Размер шрифта
-
+

Русская семерка - стр. 17

– А где в это время был Шалыгин?

– Рядом, «в броне». Ну, в БРДМ, по-нашему. А куда он потом исчез, я, честное комсомольское, не знаю…

– А Жеботько сказал, что после приказа командира Шалыгин побежал в сторону душманов, а ты полез в машину. Но вдруг сорвался и бросился за дружком. И только тогда тебя, как ты говоришь, стебануло. Не юли, Одалевский! Ты решил бежать вместе с ним. Но тебе не повезло. Или повезло – это как посмотреть! Тебя ранило, и твой закадычный дружок видел это, но даже не остановился. Ему было не до того: он же ведь бежал сдаваться в плен! – Блондин говорил тихо и смотрел лучистыми глазами прямо на побледневшего Алексея. – Так это было?

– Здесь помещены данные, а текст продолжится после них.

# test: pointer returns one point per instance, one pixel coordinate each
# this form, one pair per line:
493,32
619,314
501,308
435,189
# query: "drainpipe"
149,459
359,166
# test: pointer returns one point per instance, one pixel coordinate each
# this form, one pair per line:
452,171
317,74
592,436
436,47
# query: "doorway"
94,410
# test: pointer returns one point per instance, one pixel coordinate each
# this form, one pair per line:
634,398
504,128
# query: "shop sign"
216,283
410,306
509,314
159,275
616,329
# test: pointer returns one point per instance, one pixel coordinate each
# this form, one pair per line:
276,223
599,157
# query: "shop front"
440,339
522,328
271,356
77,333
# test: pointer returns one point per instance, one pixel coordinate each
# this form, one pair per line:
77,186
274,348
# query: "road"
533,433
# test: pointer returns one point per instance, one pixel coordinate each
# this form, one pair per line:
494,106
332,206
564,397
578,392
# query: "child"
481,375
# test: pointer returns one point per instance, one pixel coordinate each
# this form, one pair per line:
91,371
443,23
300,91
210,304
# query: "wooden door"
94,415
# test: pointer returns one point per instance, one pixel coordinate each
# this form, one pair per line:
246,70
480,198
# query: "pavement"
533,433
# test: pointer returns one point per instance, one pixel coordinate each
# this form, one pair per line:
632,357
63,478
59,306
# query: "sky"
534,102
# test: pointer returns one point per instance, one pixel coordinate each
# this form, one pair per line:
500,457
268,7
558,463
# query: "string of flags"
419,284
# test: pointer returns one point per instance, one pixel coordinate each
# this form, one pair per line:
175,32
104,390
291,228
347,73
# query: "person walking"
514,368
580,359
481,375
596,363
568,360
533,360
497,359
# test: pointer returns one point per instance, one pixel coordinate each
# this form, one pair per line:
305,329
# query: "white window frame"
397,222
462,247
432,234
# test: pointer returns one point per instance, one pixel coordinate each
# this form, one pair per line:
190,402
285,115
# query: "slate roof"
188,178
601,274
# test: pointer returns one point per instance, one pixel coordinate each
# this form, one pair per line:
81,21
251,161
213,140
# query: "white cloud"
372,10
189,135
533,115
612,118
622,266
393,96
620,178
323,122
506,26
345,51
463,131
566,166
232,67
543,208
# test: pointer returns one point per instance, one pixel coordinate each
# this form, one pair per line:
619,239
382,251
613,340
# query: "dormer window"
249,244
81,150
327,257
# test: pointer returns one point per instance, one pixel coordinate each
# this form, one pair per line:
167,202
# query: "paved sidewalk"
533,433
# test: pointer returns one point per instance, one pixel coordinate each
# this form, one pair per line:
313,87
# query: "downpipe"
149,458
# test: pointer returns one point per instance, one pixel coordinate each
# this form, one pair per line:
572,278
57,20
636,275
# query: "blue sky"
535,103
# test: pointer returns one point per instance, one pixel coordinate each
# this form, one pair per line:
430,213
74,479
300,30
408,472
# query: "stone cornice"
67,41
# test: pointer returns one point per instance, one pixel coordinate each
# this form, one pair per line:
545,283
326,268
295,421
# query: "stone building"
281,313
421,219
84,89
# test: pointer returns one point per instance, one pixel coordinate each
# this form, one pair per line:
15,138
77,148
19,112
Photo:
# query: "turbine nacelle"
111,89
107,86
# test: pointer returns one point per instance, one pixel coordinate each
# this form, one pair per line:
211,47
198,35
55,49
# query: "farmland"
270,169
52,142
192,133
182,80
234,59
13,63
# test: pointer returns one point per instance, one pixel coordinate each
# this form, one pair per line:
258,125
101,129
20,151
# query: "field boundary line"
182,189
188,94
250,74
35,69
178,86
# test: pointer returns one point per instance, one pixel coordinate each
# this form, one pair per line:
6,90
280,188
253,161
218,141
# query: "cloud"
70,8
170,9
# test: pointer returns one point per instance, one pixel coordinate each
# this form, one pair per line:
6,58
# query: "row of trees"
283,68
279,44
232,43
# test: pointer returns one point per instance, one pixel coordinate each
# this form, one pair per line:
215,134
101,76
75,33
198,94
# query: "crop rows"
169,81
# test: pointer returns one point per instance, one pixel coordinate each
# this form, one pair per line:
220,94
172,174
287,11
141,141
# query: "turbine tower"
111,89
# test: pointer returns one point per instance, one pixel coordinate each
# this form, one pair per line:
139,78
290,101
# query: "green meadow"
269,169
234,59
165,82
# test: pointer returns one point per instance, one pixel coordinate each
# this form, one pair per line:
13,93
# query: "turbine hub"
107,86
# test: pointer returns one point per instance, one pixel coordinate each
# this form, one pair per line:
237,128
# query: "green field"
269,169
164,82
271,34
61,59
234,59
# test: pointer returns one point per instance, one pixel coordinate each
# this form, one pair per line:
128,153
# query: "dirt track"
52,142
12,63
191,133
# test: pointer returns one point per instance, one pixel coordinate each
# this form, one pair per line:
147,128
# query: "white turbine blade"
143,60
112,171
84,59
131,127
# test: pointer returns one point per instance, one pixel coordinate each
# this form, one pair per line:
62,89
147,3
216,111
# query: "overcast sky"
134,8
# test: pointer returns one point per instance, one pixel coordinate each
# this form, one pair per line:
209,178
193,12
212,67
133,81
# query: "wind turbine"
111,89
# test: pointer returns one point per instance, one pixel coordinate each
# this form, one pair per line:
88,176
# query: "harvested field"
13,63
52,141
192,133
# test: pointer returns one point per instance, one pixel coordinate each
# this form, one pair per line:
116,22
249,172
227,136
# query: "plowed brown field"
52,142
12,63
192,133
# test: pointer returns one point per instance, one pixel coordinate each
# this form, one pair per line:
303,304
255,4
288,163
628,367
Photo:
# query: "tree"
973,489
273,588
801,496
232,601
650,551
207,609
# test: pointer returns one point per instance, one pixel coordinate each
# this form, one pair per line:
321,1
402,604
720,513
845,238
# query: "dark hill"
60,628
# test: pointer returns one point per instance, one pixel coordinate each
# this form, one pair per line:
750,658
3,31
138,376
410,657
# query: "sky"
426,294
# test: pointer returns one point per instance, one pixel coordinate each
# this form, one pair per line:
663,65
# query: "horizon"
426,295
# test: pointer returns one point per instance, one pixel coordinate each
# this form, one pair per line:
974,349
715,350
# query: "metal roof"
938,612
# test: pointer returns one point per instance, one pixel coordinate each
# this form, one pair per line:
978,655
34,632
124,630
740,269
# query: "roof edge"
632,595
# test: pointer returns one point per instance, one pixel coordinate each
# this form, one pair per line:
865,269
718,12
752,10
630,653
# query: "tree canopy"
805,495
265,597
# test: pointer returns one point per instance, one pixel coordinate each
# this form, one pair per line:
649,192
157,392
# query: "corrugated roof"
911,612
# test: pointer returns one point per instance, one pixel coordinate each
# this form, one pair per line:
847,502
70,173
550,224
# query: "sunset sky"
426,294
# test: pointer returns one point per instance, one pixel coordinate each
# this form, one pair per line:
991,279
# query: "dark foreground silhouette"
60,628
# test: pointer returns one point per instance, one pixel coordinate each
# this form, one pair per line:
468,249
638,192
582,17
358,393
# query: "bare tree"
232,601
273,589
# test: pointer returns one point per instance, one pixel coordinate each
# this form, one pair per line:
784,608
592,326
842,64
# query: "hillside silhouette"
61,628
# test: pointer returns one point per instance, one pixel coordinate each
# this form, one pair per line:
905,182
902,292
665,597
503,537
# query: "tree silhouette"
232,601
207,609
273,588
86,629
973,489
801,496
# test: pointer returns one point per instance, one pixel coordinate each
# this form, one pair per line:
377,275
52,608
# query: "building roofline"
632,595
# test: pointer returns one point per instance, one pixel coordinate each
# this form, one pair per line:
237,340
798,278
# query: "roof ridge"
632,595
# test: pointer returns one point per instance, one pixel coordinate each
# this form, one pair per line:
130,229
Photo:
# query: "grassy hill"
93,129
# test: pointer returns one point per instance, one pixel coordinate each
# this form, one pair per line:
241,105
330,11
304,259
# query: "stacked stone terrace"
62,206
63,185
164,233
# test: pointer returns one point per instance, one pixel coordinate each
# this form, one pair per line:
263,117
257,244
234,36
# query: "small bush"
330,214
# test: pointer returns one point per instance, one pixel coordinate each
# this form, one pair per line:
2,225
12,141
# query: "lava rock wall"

Одалевский понял, что пришел час брать глоткой, иначе никакие оправдания не помогут. Тем более что он чист перед ними: никогда у него не было желания бежать! Просто тогда, влезая в БРДМ, он вдруг понял, что теряет Юрку навсегда. Он даже не знал, что будет делать: орать на него, стрелять в него или силой тащить друга назад! Только однажды он чувствовал такую же боль утраты – когда гроб бабки Маши опускали в землю…

– Не, не так! – закричал Алексей блондину. – Я не стебанутый, чтобы в плен сдаваться! Я знаю, что эти басмачи делают с нашими! Лучше пулю в лоб! А то, что Жеботько вам натрепал… Так этому гаду хорошо цену знали! Он был просто бздун и всех ненавидел. И нас с Шалыгиным тоже. За то, что мы как-то после боя его уделанные штаны всем показали! Нашли кого слушать – Жеботько! Он вообще не из нашего взвода!

– Остынь! Какую речь толканул! – Блондин насмешливо скривил губы. – Значит, ты хочешь сказать, что не собирался бежать с Шалыгиным?

– Не только не собирался, но был против…

– А, так ты все-таки знал, что он сбежит? – вмешался молчавший до сих пор Стас.

– Не ловите меня на словах! Не хотел я бежать и ничего о побеге Шалыгина не знаю. Я был уверен, что он погиб. – Алексей кивнул на окно: – Можете спросить у заводских ребят! Я им рассказывал, что кореша потерял. А против был… ну, я вообще против всех предателей родины!

Послышался осторожный стук в дверь. Стас выключил магнитофон и сказал: «Войдите». Заискивающе улыбаясь, вошел парторг Гущин с большим подносом в руках.

– А вот и чаек… Здесь бутерброды, а для особо проголодавшихся горяченький гуляш. Наша повариха Зина большая мастерица по гуляшам с гречневой кашей.

– Спасибо, Иван Михалыч, спасибо! Пахнет действительно знатно! – Блондин глубоко вдохнул острый запах тушеного мяса. – Поставьте на стол и… пройдитесь по цехам, наведите там порядок с вашими алкашами. Если, конечно, у вас нет срочных партийных заседаний.

Иван Михалыч понимающе замахал руками:

– Конечно, конечно! Я побежал!.. Если что нужно – кликните и… Сколько нужно, столько и разговаривайте! – И он боком, торопливо вышел, осторожно прикрыв за собой дверь.

Блондин подошел к столу, где стоял поднос, и придирчиво посмотрел на еду:

– Как думаешь – выживем после этого гуляша? Ты будешь, Стас? И ты, Алексей, подсаживайся поближе. Раздели с нами, как говорится, скромную заводскую трапезу. – Он снова уверенно сел в кресло парторга и подвинул к себе тарелку с гуляшом, где стараниями Гущина мяса было в десять раз больше, чем в обычной столовской порции.

– М-м-м! Вполне ничего! – Блондин иронично обвел всех глазами. – Действительно настоящее мясо. А гречневая каша могла быть получше. Вот моя бабушка умеет варить гречневую кашу – каждая крупинка отдельно. А твоя, Алексей, бабушка Маша умела рассыпчатую кашу варить?